Wajah Gina yang kesal bercampur keringat sedang berusaha mempertahankan bola yang ada di tangannya, akhirnya ia melempar bola pada Lita yang sayanganya bola itu malah mengenai perutnya sangat keras. Membuat Lita tidak bisa mengambil bola itu dan justru situasi itu dimanfaatkan oleh lawan. Tim lawan pun mencetak poin kembali. Kay meminta time out.

"Elo capek?" tanya Kay langsung pada Gina.

"Nggak, Kak."

"Kalo nggak capek kenapa passing lo ngaco mulu tiap ke Lita? Mau diganti?"

"Nggak, Kak."

"Kalo gue masih liat kalian main kayak anak TK baru megang bola dan main ngelantur bahkan kasih poin ke lawan, gue langsung gantiin kalian semua sama pemain cadangan. Ngerti?"

"Ngerti, Kak!" jawab tim kompak dan langsung kembali ke dalam lapangan.

"Lita, elo nggak apa-apa?" Kay menahan Lita sebentar.

"Nggak apa-apa, Kak." Lita pun menyusul anggota tim yang lain ke dalam lapangan. Berusaha tidak menghiraukan nyeri di perutnya.

Permainan di kuarter dua dan tiga diisi dengan susul menyusul poin antar tim. Saat kuarter empat berjalan hampir setengah waktu pertandingan, tim Garuda Bangsa kembali pecah konsentrasi, mereka tertinggal enam poin. Bahkan Kay menggunakan hak time out-nya khusus untuk membentak Gina, karena permainannya yang terkesan egois. Ia hanya mengoper bola pada Helga atau Dina sesama kelas sebelas. Kalaupun dia mengoper pada yang lain hanya Marsha yang diberikan dan Gina lebih memilih bola diambil lawan ketimbang harus memberikannya pada Lita yang posisinya benar-benar aman.

"Ada yang aneh," gumam Seran dari tempat duduknya yang terdengar Fiksa.

"Apa yang aneh?" tanya Fiksa bingung.

Seran tidak menjawab, matanya terus fokus pada pertandingan yang sedang berlangsung didepannya.

Garuda Bangsa berusaha menyusul ketertinggalannya. Marsha terus mendribel bola ke arah ring lawan, saat dirinya dihadang oleh pemain tim lawan, buru-buru dioperkannya bola itu pada Helga yang berlari disampingnya. Gina berlari menyusul Helga dan membisikkan sesuatu padanya sepintas, sebelum kembali berlari ke samping pemain tim lawan yang juga sudah siap menghalau Helga mencetak poin dari dekat ring. Lita yang bebas dari penjagaan berada di belakang pemain lawan yang sedang berusaha menghalau Helga. Helga melemparkan bola pada Lita tepat saat Gina mendorong keras pemain lawan, membuat pemain yang tinggi besar itu terhuyung ke belakang dan fokus Lita yang sudah siap menangkap bola menjadi pecah. Akibatnya, selain bola nyasar ke wajahnya, dirinya ikut terdorong oleh pemain lawan dan kepala bagian belakangnya membentur keras tiang ring.

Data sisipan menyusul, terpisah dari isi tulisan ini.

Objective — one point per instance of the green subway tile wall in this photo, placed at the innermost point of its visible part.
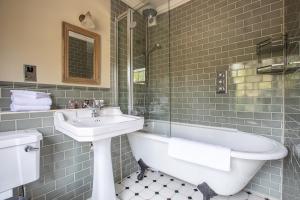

Peluit dibunyikan wasit nyaring memberi tanda kalau ada pemain melakukan foul. Pemain dari Garuda Bangsa yang melakukan foul, yaitu Gina. Kay pun meminta time out terakhirnya di kuarter empat ini dan berlari ke lapangan diikuti Daffa di belakangnya.

"Lita, Lita..." Kay langsung menghampiri Lita yang masih terduduk di bawah ring. Ditemani pemain dari tim lawan yang tadi tidak sengaja menabraknya, sambil terus minta maaf dan bilang kalau dia didorong oleh pemain dari Garuda Bangsa.

Daffa segera membawa Lita ke bench, sementara Kay marah-marah sama anggota tim yang lain terutama Gina. Selain wajahnya berubah merah, hidung Lita mengeluarkan darah akibat dari bola tadi tepat mengenai hidungnya. Rasa pusing dan ngilu yang berasal dari kepalanya, karena keras membentur tiang ring tidak bisa dihalau lagi.

"Liat." Seran mengangkat wajah Lita yang menunduk pelan dengan tangannya agar bisa melihat luka Lita.

"Kepala lo sakit? Pusing?"

"Aww..." Rintihan pelan Lita membuat tangan Seran yang baru sedikit menyentuh kepala Lita langsung menjauh.

Seran menegakkan tubuhnya memandang Advin, Fiksa dan Daffa bergantian.

"Arcalita, kita ke dokter sekarang."

"Nggak. Pertandingannya belum selesai." Lita menggeleng kuat.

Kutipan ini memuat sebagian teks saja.